A Case Report Illustrating the Combined Use of Cryoneurolysis and Percutaneous Needle Tenotomy in the Treatment of Longstanding Spastic Shoulder Contractures After Stroke.

作者信息

Herzog Samuel, David Romain, Speirs Abby, Hashemi Mahdis, Winston Paul

机构信息

Faculty of Science University of British Columbia, Vancouver BC, Canada.
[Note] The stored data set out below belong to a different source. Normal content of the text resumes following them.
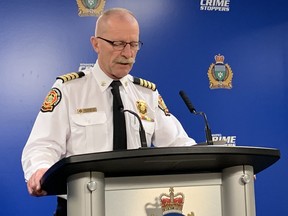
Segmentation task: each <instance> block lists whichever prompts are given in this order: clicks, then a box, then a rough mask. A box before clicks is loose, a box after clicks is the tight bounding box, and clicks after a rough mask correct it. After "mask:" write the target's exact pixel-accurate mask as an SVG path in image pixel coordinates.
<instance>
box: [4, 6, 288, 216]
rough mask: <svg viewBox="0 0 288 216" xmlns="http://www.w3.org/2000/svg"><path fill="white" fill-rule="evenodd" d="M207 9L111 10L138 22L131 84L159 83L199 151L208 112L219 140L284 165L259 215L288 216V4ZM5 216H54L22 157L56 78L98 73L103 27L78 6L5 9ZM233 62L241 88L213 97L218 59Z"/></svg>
mask: <svg viewBox="0 0 288 216" xmlns="http://www.w3.org/2000/svg"><path fill="white" fill-rule="evenodd" d="M201 2H202V3H203V2H206V1H201V0H181V1H179V0H156V1H155V0H145V1H140V0H130V1H129V0H107V2H106V5H105V8H110V7H126V8H128V9H130V10H132V11H133V12H134V13H135V15H136V16H137V17H138V20H139V23H140V26H141V40H142V41H143V42H144V46H143V48H142V49H141V51H140V52H139V54H138V58H137V63H136V65H135V66H134V68H133V71H132V74H133V75H135V76H139V77H143V78H146V79H148V80H151V81H153V82H155V83H156V84H157V86H158V89H159V91H160V93H161V94H162V96H163V98H164V99H165V102H166V104H167V106H168V108H169V109H170V111H171V112H172V113H173V114H174V115H176V116H177V117H178V118H179V120H180V121H181V122H182V123H183V126H184V128H185V129H186V131H187V133H188V134H189V135H190V136H192V137H194V138H195V139H196V141H197V142H201V141H204V123H203V119H201V117H197V116H192V115H190V113H189V111H188V110H187V108H186V106H185V104H184V103H183V102H182V100H181V98H180V97H179V94H178V92H179V90H184V91H185V92H186V93H187V94H188V95H189V97H190V98H191V100H192V102H193V103H194V105H195V107H196V108H197V110H199V111H205V112H206V114H207V116H208V119H209V122H210V126H211V128H212V132H213V133H217V134H222V135H225V136H236V137H237V139H236V143H237V145H242V146H263V147H273V148H278V149H280V150H281V154H282V157H281V160H280V161H278V162H277V163H276V164H275V165H273V166H271V167H269V168H268V169H267V170H265V171H263V172H261V173H259V174H258V175H257V180H256V182H255V193H256V209H257V215H261V216H266V215H267V216H270V215H288V209H287V192H288V188H287V180H288V178H287V177H288V175H287V151H288V149H287V139H286V134H287V124H286V122H287V120H288V118H287V110H288V106H287V103H288V102H287V101H288V84H287V83H288V82H287V81H288V77H287V73H288V40H287V39H288V13H287V8H288V3H287V1H284V0H275V1H261V0H254V1H249V0H241V1H240V0H230V1H228V2H230V4H229V9H230V11H229V12H221V11H209V10H200V4H201ZM0 14H1V15H0V16H1V17H0V28H1V31H0V72H1V79H0V86H1V88H2V93H1V94H0V101H1V112H0V117H1V126H0V127H1V128H0V131H1V132H0V136H1V137H0V138H1V139H0V140H1V145H0V157H1V161H2V163H1V165H0V170H1V172H0V179H1V180H0V181H1V185H0V186H1V192H0V205H1V208H0V215H31V216H32V215H35V216H36V215H42V216H45V215H47V216H48V215H51V214H52V212H53V210H54V208H55V198H54V197H42V198H34V197H30V196H29V195H28V192H27V190H26V184H25V182H24V178H23V173H22V168H21V161H20V158H21V152H22V149H23V146H24V144H25V142H26V140H27V138H28V136H29V133H30V130H31V128H32V125H33V123H34V120H35V117H36V115H37V113H38V111H39V108H40V106H41V104H42V102H43V100H44V97H45V96H46V94H47V92H48V91H49V89H50V87H51V85H52V84H53V82H54V80H55V77H56V76H58V75H61V74H65V73H67V72H72V71H76V70H77V69H78V67H79V64H80V63H94V62H95V59H96V54H95V53H94V51H93V50H92V48H91V46H90V42H89V38H90V36H91V35H92V34H94V27H95V20H96V18H95V17H79V16H78V8H77V4H76V0H75V1H73V0H61V1H56V0H41V1H39V0H30V1H20V0H14V1H0ZM219 53H220V54H222V55H224V56H225V63H228V64H229V65H230V66H231V68H232V71H233V74H234V76H233V81H232V84H233V88H232V89H230V90H227V89H215V90H211V89H210V88H209V80H208V77H207V70H208V68H209V66H210V64H212V63H215V60H214V56H215V55H217V54H219Z"/></svg>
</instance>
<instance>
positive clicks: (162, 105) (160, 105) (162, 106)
mask: <svg viewBox="0 0 288 216" xmlns="http://www.w3.org/2000/svg"><path fill="white" fill-rule="evenodd" d="M158 107H159V108H160V109H161V110H162V111H163V112H164V113H165V115H166V116H170V112H169V110H168V108H167V106H166V104H165V102H164V100H163V98H162V97H161V95H159V97H158Z"/></svg>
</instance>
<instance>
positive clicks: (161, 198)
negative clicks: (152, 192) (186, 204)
mask: <svg viewBox="0 0 288 216" xmlns="http://www.w3.org/2000/svg"><path fill="white" fill-rule="evenodd" d="M169 192H170V193H169V194H166V193H163V194H161V195H160V201H161V207H162V212H163V215H165V214H168V213H171V214H173V215H182V209H183V205H184V194H183V193H176V194H174V188H173V187H170V189H169Z"/></svg>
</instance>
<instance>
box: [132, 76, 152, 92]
mask: <svg viewBox="0 0 288 216" xmlns="http://www.w3.org/2000/svg"><path fill="white" fill-rule="evenodd" d="M133 82H134V83H135V84H137V85H140V86H143V87H145V88H149V89H151V90H153V91H155V90H156V85H155V84H154V83H152V82H149V81H147V80H144V79H141V78H137V77H134V81H133Z"/></svg>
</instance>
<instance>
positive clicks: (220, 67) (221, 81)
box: [208, 54, 233, 89]
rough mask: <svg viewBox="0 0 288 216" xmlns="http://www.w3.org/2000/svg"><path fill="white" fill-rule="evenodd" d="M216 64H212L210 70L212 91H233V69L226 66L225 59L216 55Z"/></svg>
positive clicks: (211, 86)
mask: <svg viewBox="0 0 288 216" xmlns="http://www.w3.org/2000/svg"><path fill="white" fill-rule="evenodd" d="M214 58H215V61H216V63H215V64H214V63H212V64H211V65H210V67H209V69H208V78H209V87H210V89H217V88H218V89H219V88H224V89H231V88H232V78H233V73H232V69H231V67H230V66H229V65H228V64H224V59H225V57H224V56H223V55H220V54H218V55H216V56H215V57H214Z"/></svg>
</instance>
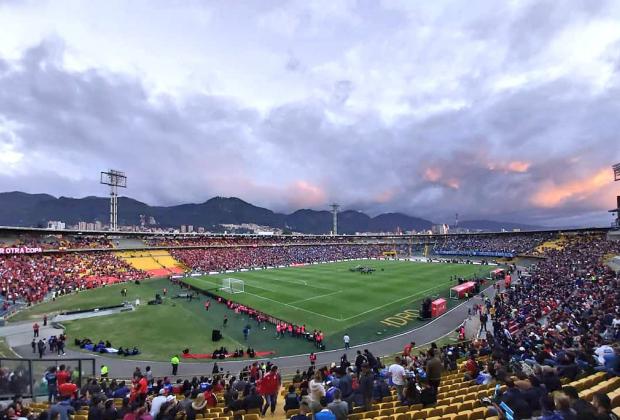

Vancouver Island Health Authority, Victoria, BC, Canada.

出版信息

Arch Rehabil Res Clin Transl. 2023 Jul 29;5(3):100285. doi: 10.1016/j.arrct.2023.100285. eCollection 2023 Sep.

Abstract

Adduction and internal rotation of the shoulder is a common presentation in post-stroke patients, and can often be caused by spasticity and musculotendinous retraction causing a contracture of the pectoralis major and minor muscles. A post cerebral arteriovenous malfunction rupture patient with severe refractory left shoulder spasticity with contracture was treated with cryoneurolysis to the medial and lateral pectoral nerves, combined with a percutaneous needle tenotomy to the pectoralis major tendon. There was an improvement in shoulder forward flexion, abduction and external rotation immediately and found sustained at 8 weeks by 50°, 45°, and 15°. The patient noted an immediate cessation of limitation of shoulder abduction, a liberation of range of motion of the shoulder, and looseness in their arm and shoulder. They reported a dramatic improvement in their gait, increased independence, and an improvement in overall quality of life in a structured interview 8 weeks after the procedure. The patient relayed a positive experience with the combined neuro-orthopedic procedure of cryoneurolysis and tenotomy for the treatment of their spastic shoulder. This combined treatment could be considered as a management strategy for patients experiencing shoulder spasticity with contracture.

摘要

肩部内收和内旋是中风后患者的常见表现,通常由痉挛和肌腱回缩导致胸大肌和胸小肌挛缩引起。一名患有严重难治性左肩痉挛伴挛缩的大脑动静脉功能障碍破裂患者,接受了胸内侧神经和胸外侧神经冷冻神经溶解术,并结合胸大肌腱经皮针刀松解术治疗。术后肩部前屈、外展和外旋立即得到改善,8周时分别维持改善了50°、45°和15°。患者表示肩部外展受限立即停止,肩部活动范围得到解放,手臂和肩部变得松弛。在术后8周的结构化访谈中,他们报告步态显著改善、独立性增强,总体生活质量提高。患者讲述了冷冻神经溶解术和针刀松解术联合神经矫形手术治疗痉挛性肩部的积极体验。这种联合治疗可被视为治疗肩部痉挛伴挛缩患者的一种管理策略。